Pour ses défenseurs, Anne Hidalgo serait la maire la plus courageuse que Paris ait jamais connue, dotée de convictions fortes et d’un volontarisme à toute épreuve pour chasser les voitures et réduire la pollution, afin de faire de la capitale une ville plus verte et respirable. Pour ses détracteurs, l’édile socialiste, qui quittera l’Hôtel de ville en mars, après deux mandats, serait une imposteuse, cachant son incompétence derrière des méthodes autoritaires pour prolonger des politiques lancées avant elle et dont les résultats laissent à désirer.

La réalité, comme souvent, se trouve quelque part entre les deux.
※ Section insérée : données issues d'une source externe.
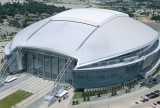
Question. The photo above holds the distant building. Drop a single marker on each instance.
(103, 1)
(154, 3)
(106, 1)
(127, 0)
(18, 16)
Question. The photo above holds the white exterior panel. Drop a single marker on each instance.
(90, 35)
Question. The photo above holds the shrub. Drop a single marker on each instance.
(84, 99)
(73, 103)
(99, 95)
(88, 99)
(77, 102)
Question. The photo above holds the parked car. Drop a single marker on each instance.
(155, 104)
(136, 102)
(158, 102)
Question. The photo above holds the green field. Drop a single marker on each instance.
(14, 98)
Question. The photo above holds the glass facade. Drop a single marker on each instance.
(105, 77)
(43, 64)
(93, 78)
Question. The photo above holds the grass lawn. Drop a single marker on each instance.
(79, 94)
(14, 98)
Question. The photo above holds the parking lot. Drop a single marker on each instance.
(29, 83)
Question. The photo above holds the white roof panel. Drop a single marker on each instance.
(117, 37)
(62, 36)
(96, 17)
(90, 35)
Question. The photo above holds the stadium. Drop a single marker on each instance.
(107, 47)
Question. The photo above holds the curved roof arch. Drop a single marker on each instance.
(90, 35)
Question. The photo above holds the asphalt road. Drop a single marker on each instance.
(124, 101)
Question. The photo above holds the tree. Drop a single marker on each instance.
(73, 103)
(126, 90)
(88, 99)
(84, 99)
(77, 102)
(99, 95)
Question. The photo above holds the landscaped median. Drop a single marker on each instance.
(14, 98)
(102, 93)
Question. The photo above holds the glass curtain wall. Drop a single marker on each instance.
(44, 65)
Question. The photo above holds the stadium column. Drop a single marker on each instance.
(43, 65)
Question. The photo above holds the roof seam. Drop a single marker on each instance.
(38, 29)
(87, 38)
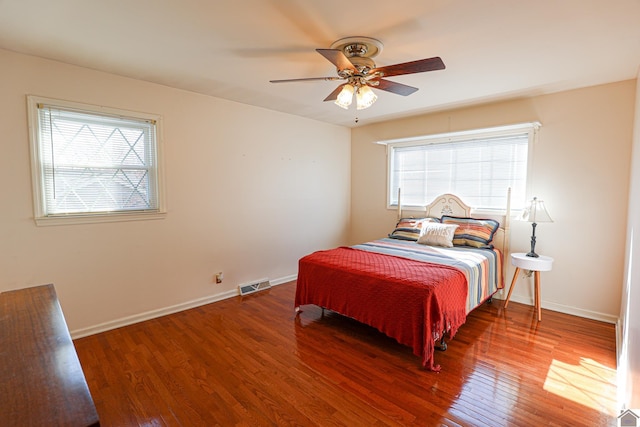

Quand elle passera le relais à son ou sa successeur(e), Anne Hidalgo ne tournera pas seulement la page de deux mandats de maire. C’est un quart de siècle de vie politique qu’elle mettra dans ses cartons : entrée au Conseil de Paris dans le sillage de l’élection de Bertrand Delanoë, en 2001, elle a été nommée tout de suite première adjointe, et a tenu à ce poste jusqu’en 2014, avant de devenir maire elle-même. Son bilan est imbriqué avec celui de son prédécesseur, de la même manière que le candidat socialiste de l’union de la gauche (hors La France insoumise), Emmanuel Grégoire, ne peut se détacher de celui d’Anne Hidalgo, dont il a été le premier adjoint de 2018 à 2024.